Women of all ages should take heart disease seriously. Women under age 65, especially those with a family history of heart disease, also need to pay close attention to heart disease risk factors. How can one reduce the chances of having a heart disease? 

Living a healthy lifestyle can help reduce the risk of heart disease. Try these heart-healthy strategies: 

  1. Stop smoking. If you don't smoke, don't start, plus try to avoid exposure to secondhand smoke, which also can damage blood vessels. 

  2. Add exercise to your daily routine. In general, everybody should do a bit of exercise, such as walking at a brisk pace, on most days of the week. 

  3. Try and stay at a healthy weight. Ask your doctor what weight is best for you. If you're overweight, losing even a couple of kilos can lower blood pressure and reduce the risk of diabetes. 

  4. Eat the right foods. Reach out for whole grains, a variety of fruits and vegetables, low-fat or fat-free dairy products and lean meats. On the other hand, the foods to avoid include saturated or trans fats, added sugars and high amounts of salt. 

  5. Avoid stress. Stress may cause your arteries to tighten, leading to an increase in your risk of heart disease, particularly coronary microvascular disease. 

  6. Stick to your treatment plan. Take your medications, such as blood pressure medications, blood thinners and aspirin as prescribed. 

  7. Keep other health conditions. In check. High blood pressure, high cholesterol and diabetes increase the risk of heart disease. 

5 of 7
What's a healthy weight?

What's considered a healthy weight varies from person to person, but having a normal body mass index (BMI) is helpful. BMI is a measurement of body fat calculated from height and weight. A BMI of 25 or higher can be associated with an increased risk of heart disease. 
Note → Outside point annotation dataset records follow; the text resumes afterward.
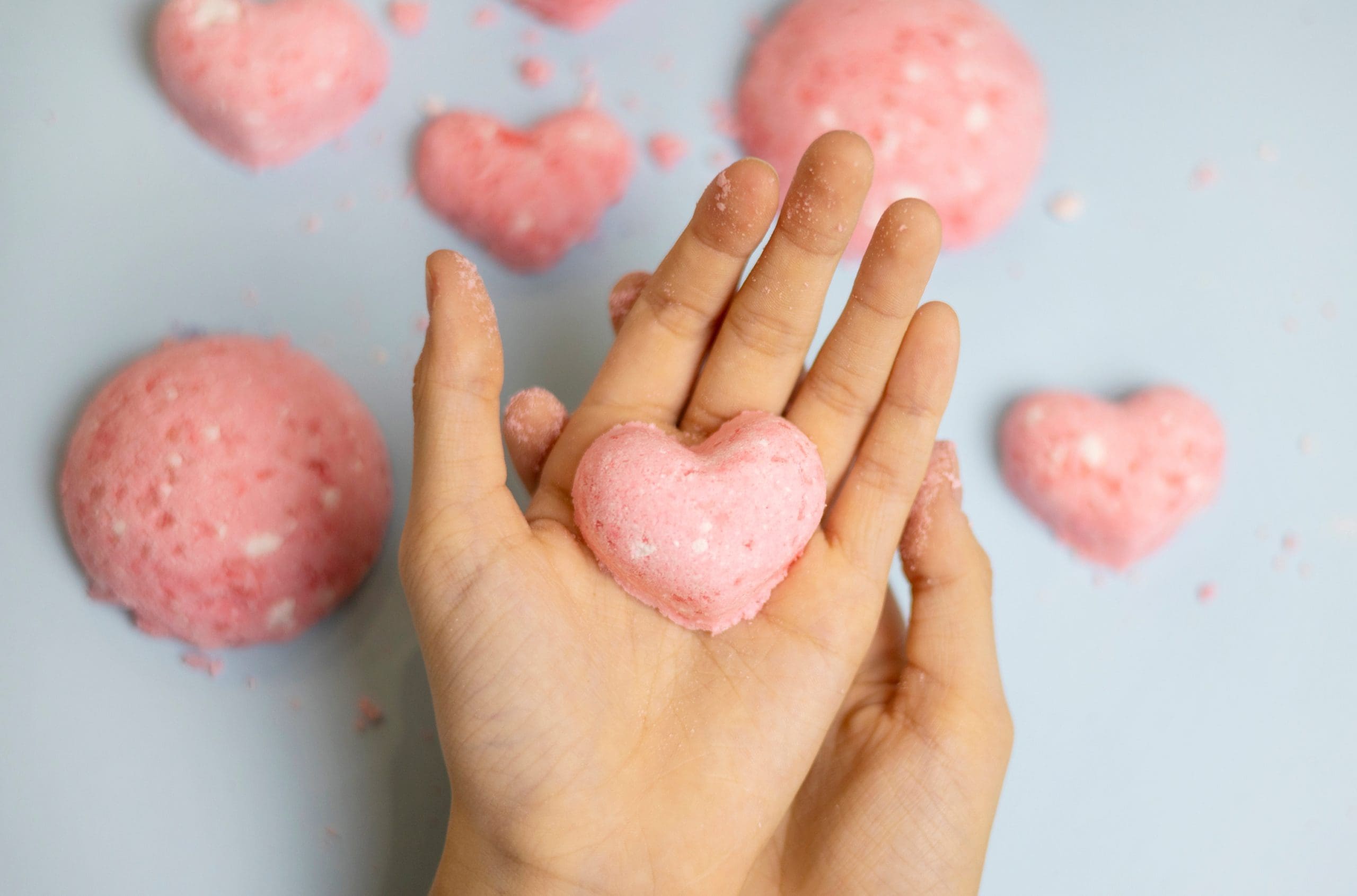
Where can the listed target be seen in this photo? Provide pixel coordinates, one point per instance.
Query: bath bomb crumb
(949, 100)
(667, 149)
(268, 83)
(369, 715)
(702, 535)
(1115, 482)
(196, 491)
(408, 18)
(1067, 207)
(570, 14)
(536, 71)
(1204, 175)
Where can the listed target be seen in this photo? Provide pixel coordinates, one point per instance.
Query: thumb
(951, 628)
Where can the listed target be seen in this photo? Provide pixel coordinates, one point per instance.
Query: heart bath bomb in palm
(1115, 482)
(268, 83)
(701, 535)
(528, 197)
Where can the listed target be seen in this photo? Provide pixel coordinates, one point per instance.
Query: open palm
(594, 746)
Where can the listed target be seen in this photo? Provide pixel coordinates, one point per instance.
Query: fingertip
(532, 422)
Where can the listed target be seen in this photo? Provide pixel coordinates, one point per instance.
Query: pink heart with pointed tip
(268, 83)
(1115, 482)
(701, 535)
(570, 14)
(528, 197)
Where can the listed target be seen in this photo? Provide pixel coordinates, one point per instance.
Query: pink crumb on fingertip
(624, 295)
(204, 663)
(944, 471)
(369, 715)
(668, 149)
(536, 71)
(1204, 175)
(408, 16)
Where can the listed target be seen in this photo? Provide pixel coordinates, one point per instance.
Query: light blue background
(1165, 746)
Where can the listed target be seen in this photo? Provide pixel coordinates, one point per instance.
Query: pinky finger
(874, 502)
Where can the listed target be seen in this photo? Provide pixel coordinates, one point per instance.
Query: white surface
(1164, 746)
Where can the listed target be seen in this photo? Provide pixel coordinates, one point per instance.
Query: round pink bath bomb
(950, 102)
(701, 535)
(570, 14)
(227, 491)
(268, 83)
(1115, 482)
(528, 197)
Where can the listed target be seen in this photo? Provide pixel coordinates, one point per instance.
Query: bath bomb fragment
(408, 18)
(227, 491)
(701, 535)
(1115, 482)
(570, 14)
(950, 102)
(534, 421)
(268, 83)
(528, 197)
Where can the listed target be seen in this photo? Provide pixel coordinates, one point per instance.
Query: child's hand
(592, 744)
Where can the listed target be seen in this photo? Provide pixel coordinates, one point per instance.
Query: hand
(591, 743)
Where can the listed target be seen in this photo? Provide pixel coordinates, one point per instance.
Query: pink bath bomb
(528, 197)
(570, 14)
(227, 491)
(268, 83)
(950, 102)
(701, 535)
(534, 421)
(1115, 482)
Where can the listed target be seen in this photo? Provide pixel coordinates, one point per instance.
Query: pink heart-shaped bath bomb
(1113, 480)
(268, 83)
(570, 14)
(701, 535)
(528, 197)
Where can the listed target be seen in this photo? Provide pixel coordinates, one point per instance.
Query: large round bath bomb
(268, 83)
(570, 14)
(948, 98)
(527, 196)
(1115, 482)
(701, 535)
(227, 491)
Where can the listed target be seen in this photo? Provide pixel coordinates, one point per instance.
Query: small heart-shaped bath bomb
(528, 197)
(946, 95)
(701, 535)
(570, 14)
(1113, 480)
(268, 83)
Your waist measurement (waist circumference) also is a useful tool to tell whether or not you're overweight. Women are generally considered overweight if their waist measurement is greater than 35 inches (89 centimeters). 

6 of 7
Is the treatment for heart disease different for women?

In general, heart disease treatment in women and in men is similar, and it can include medications, angioplasty and stenting, or coronary bypass surgery. 

Women are less likely to be prescribed statin therapy to prevent future heart attacks, however studies show the benefits are similar for both sexes. Angioplasty and stenting, commonly used treatments for heart attack, work for both men and women. But for coronary bypass surgery, women are more likely than men to have complications. 

Cardiac rehabilitation can improve health and aid recovery from heart disease. However, women are less likely to be referred for cardiac rehabilitation than men are.

7 of 7
Taking aspirin to prevent heart disease

If you've had a heart attack, your doctor might recommend that you take low-dose aspirin every day to help prevent another. But aspirin can increase the risk for bleeding. Therefore, daily aspirin therapy isn't recommended for women who've never had a heart attack.

Never start taking aspirin for heart disease prevention on your own. Talk with your doctor about your risks and benefits of taking aspirin.